Agence Reuters (09/05/04)


New Face for Paris's Unloved Shopping Colossus
Sun 9 May, 2004 15:41

By Kerstin Gehmlich
PARIS (Reuters) - Just a stroll away from the Louvre and the river Seine lies a monstrous underground shopping mall in the center of the French capital -- a huge concrete colossus many Parisians shun and which is slowly falling apart.
Some 30 years ago, the construction of the giant Forum des Halles caused an outcry in the historic commercial district of Paris that had housed food markets since the Middle Ages.
Residents were divided over the destruction of the old market's pavilions, which left a gaping hole in the center of Paris for several years – which was finally filled with a maze of neon-lit hallways, shops, cinemas and a large underground train station.
Now, the city wants to tear down the decaying structure and is presenting proposals for another controversial revamp.
"The Forum is ugly, dirty and it is aging in a very bad way.
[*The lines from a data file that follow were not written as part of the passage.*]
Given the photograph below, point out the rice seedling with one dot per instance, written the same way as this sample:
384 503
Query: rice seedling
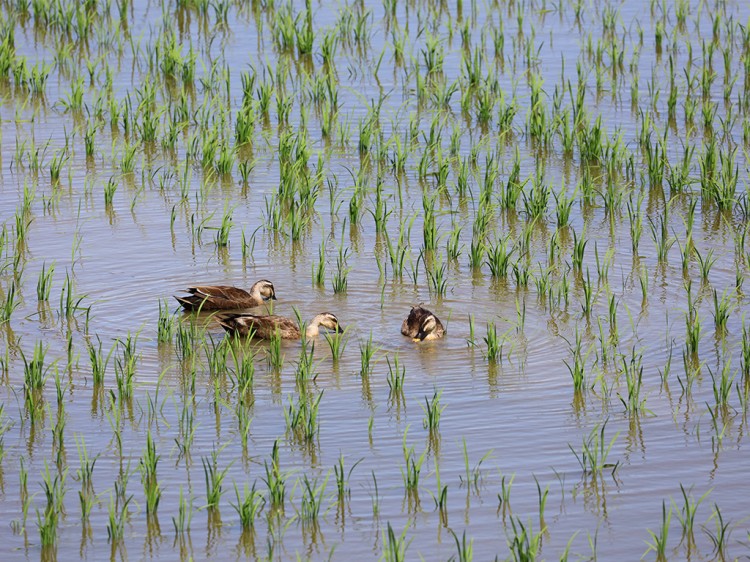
44 282
10 303
524 544
184 516
720 536
722 309
367 351
396 376
147 466
124 366
595 451
436 277
394 547
494 344
54 493
312 499
578 368
337 343
340 282
70 303
412 471
35 373
432 412
214 480
275 480
542 500
499 256
579 247
659 540
249 506
166 324
633 370
274 355
686 513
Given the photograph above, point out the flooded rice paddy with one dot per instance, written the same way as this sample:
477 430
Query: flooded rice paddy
564 184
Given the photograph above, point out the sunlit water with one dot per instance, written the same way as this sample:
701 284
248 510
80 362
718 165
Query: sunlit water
517 421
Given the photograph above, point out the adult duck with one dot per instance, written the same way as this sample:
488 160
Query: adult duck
421 325
224 297
266 327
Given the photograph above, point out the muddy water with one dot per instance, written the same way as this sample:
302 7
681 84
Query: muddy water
508 424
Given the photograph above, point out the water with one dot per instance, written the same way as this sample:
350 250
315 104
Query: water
513 421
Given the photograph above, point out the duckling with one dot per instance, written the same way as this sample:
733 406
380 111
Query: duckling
421 324
266 327
223 297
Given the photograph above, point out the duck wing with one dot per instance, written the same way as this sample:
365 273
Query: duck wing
260 326
215 297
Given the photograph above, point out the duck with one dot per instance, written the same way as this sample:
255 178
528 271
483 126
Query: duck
224 297
266 327
421 325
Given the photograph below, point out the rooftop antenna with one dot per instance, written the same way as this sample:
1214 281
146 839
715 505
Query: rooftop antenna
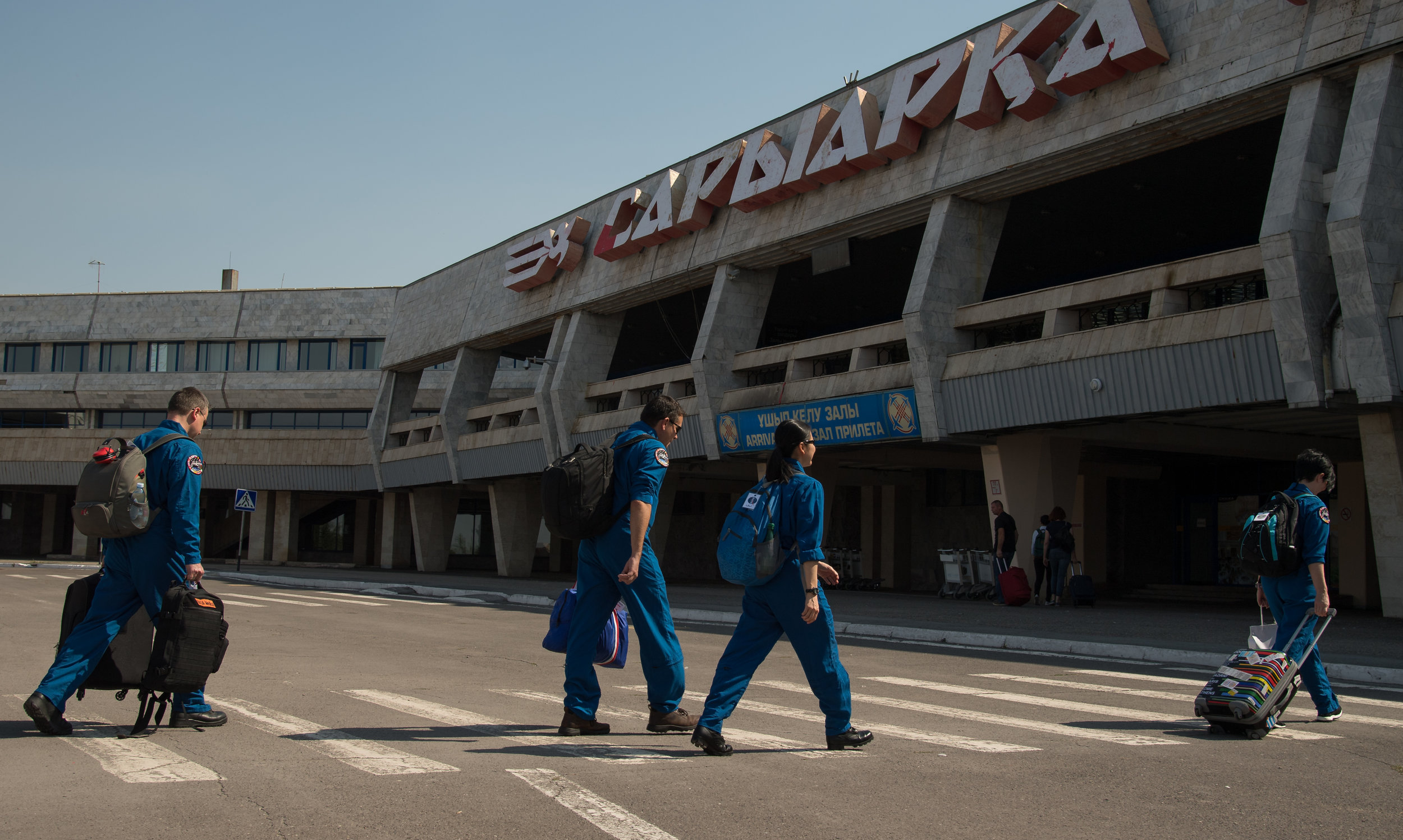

Paris deserves something better to represent its city center," said Alain Le Garrec, president of the SEM Paris organization charged with managing the redevelopment project.
Rather than just renovate leaking roofs, replace cavernous concrete or revamp the gardens -- which have become a notorious hangout for drug dealers -- the city wants to rebuild the entire area, covering the space of about a dozen football fields. But for many local residents around Les Halles, the plans bring back bad memories.
Jean-Jacques Gouret, who has lived in Les Halles all his life, led protests against the old market's demolition in the early 1970s. He still feels bitter about the construction site he had to negotiate for years before the Forum was finished.
"It was like a crater. That just mustn't happen again!" Gouret said, standing by his fifth-floor window and looking at the Forum's dirty glass structure and uneven terraces.
Some 3,000 people work at the Forum, which opened in 1979 and attracts 41 million visitors a year. Many Parisians like the Forum for its diversity -- apart from 180 shops, it features playgrounds, a public swimming pool, cinemas and exhibitions. But many middle-class Parisians wound rather shop elsewhere than mingle with the many youngsters who hang around the Forum. Gouret said the mall also no longer offered a proper market to locals. "We used to play football between the old market's pavilions. And the stallholders would sell their products cheaper to the poor after midday," said the 64-year-old. The pavilions were known as the "belly of Paris." But in the ever-expanding capital, the site was plagued by hygiene problems -- a shop window in the area still exhibits stuffed cat-sized rats found there in 1925 -- and the market moved to the suburbs in 1969. "There's no point being nostalgic," Gouret shrugs. "But now, I want them to build something that actually fits into the neighborhood."

"A GIANT PIN BALL?"
Parisians can see the redevelopment proposals of four architects in an exhibition at the Forum before the city council takes a final decision later this year.
French architect Jean Nouvel proposes an elevated "hanging garden" on top of a refurbished shopping center, with green lawns and plants and even an artificial river in which visitors can swim while enjoying a view over the rooftops of Paris.
Rem Koolhaas from the Netherlands, who won praise for his bold Grand Palais concert hall project in Lille, plans to inject more light into the underground structure through transparent towers, which poke above the surface in different shapes.
His compatriot Winy Maas wants to lay a giant window over a large part of the garden, on which trees could be planted and which could be illuminated from underneath at night.
But many residents say the plans are too extravagant, mockingly calling Koolhaas's proposals a "giant pinball game."
Gilles Pourbaix, a web site designer and residents' spokesman, said he slightly preferred plans by a French team under David Mangin, who wants to redevelop the gardens and put a 475 feet-long glass roof over the mall. "But we don't need a new construction at all," Pourbaix said. "The Forum should just be renovated. This quarter won't stomach another 10 years of
works. Many shops would just die."

A NEW GAPING HOLE?
The Forum, France's most popular shopping center, generates some $565 million in revenue per year, said Marguerite des Cars, vice-president of the Espace Expansion group that manages the complex. "Our commercial activity must not be disrupted during the works," she said. "We just can't have something like the construction site of the 1970s again."
But she agreed a revamp could help improve the mall's image and help solve some of its problems. "People easily lose their sense of direction here. You are underground ... It's normal." Works could start late next year, Le Garrec said, hoping the train station and many shops would remain open. Paris aims to present some visible results by 2007 and have the project completed well before 2012, when it hopes to stage the Olympics.
But many locals remain skeptical. "This whole project seems to be a race between architects to leave something extraordinary behind -- with their name written all over it. What good is that to us locals?" said resident Barbara Blot.